Twilight director dumped, exclusive new Potter clips, and Daniel Craig's bizarro Bond plans

Twilight director dumped, exclusive new Potter clips, and Daniel Craig's bizarro Bond plans

Dec 09, 2008

  • 1

    New Moon

    Help Wanted Catherine Hardwicke won’t direct the Twilight sequel due to “scheduling conflicts,” Hollywood-speak that can be translated to mean any number of things, from “salary-demand conflicts” to “your-editor-and-cinematographer-did-all-the-real-work conflicts” to “we-just-don’t-like-you conflicts.” All of which have been rumored.
  • 2

    Jurassic Park IV

    R.I.P. Here’s a list of things that are dead: Michael Crichton, dinosaurs, this sequel. I will miss one of them.
  • 3

    Harry Potter and the Half-Blood Prince

    Unforgivable Curse Knock yourself out with a ton of clips and interviews. Am I the only one who’s feeling like these damn movies are a total bore at this point?

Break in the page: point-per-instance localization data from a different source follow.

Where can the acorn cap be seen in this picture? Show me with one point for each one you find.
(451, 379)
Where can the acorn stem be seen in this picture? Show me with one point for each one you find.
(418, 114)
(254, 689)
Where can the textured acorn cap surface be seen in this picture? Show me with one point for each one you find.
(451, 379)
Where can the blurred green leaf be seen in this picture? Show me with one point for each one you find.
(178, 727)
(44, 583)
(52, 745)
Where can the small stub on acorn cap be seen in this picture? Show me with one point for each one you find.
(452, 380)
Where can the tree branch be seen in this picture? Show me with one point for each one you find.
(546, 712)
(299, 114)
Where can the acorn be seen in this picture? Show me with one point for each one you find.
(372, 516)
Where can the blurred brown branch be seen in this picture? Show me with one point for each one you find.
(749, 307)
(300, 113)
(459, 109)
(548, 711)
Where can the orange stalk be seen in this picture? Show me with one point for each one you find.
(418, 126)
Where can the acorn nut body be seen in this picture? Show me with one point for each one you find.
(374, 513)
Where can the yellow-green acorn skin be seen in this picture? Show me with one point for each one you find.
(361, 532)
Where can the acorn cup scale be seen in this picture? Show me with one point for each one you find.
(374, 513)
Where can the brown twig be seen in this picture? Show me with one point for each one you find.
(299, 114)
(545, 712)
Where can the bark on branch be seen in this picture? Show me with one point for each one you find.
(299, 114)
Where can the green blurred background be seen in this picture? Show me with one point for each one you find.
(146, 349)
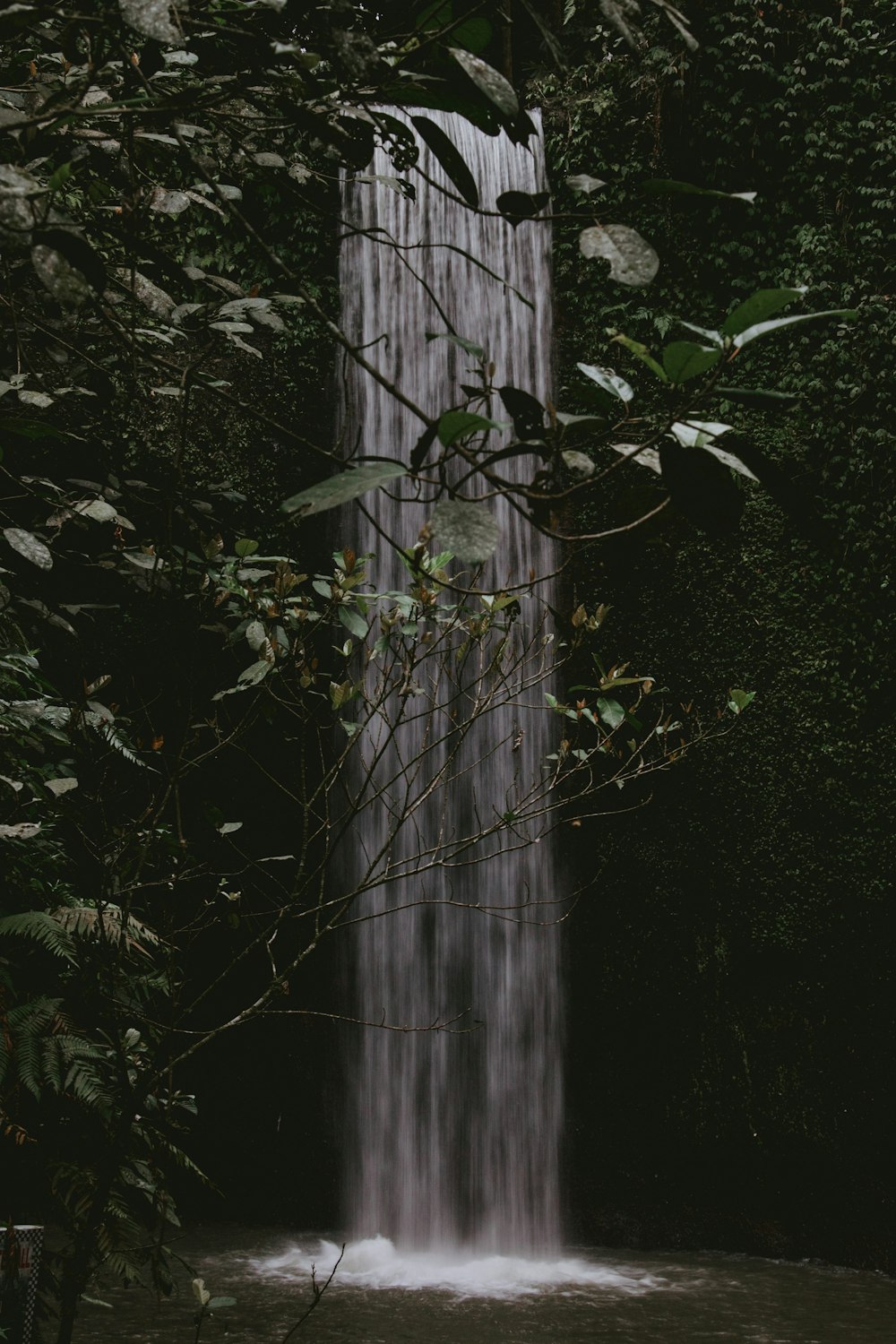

I know how the story ends already. The only unknown going in to each one is how lecherous I’ll end up feeling for noticing what a fine young woman Hermione’s becoming.
  • 4

    Terminator Salvation

    All Hail Our New Robot Overlords Obviously, the best franchise reboot ever is Batman Begins. But if this teaser is any indication, Salvation will be a super-close second. You know what kind of bugs me, though? There’s a colon missing in the title. If you say “Terminator Salvation,” you’re actually saying the movie’s about the salvation of one or several terminators. Which I’m pretty sure it’s not. It should be “Terminator: Salvation,” indicating an installment of the series about the salvation of humans.
  • 5

    I Love You Phillip Morris

    Driver’s Ed Did you know that car crashes turn you gay? That’s what I learned by watching the French trailer for Jim Carrey and Ewan McGregor’s cringe-inducing rom-com. It also taught me that all gay men are flaming shopaholics who need to commit white-collar crimes to complete their Miami Vice-style wardrobes. Eesh. No wonder Prop 8 passed.
  • 6

    Bond 23

    Wish List Daniel Craig wants the sequel to have more signature 007 moments and offers this plot suggestion: “I want to lie on a beach for the first half an hour drinking a cocktail.” I’d settle for a comprehensible plot, a decent villain and some good action. Maybe I should just fix a drink and watch Casino Royale again.
  • 7

    Friday the 13th

    Body Count Say what you will about all the crappy horror remakes of the last couple years; every now and then they do one right. Or at least less wrong than the others. The blood-soaked trailer’s got a nice countdown of Myers’s mayhem at Camp Crystal Lake, and showcases groundbreaking new ways to murder dumb jocks and hotties. Well played, sir!
  • 8

    Little Ashes

    Not Just a Pretty Face That pasty Twilight kid with the cool hair plays Salvador Dali, and he's actually kind of not horrible in the trailer. Looks like he'll do better after the vampire franchise than Daniel Radcliffe post-Potter. Especially if he skips the full-frontal horse plays.
  • 9

    Romancing the Stone

    Question: What’s less welcome than a remake of a middling ‘80s comedy about a romance novelist with a treasure map?
  • 10


    Answer: Allowing the horny Brit from Forgetting Sarah Marshall to desecrate Dudley Moore’s booze-drenched masterpiece.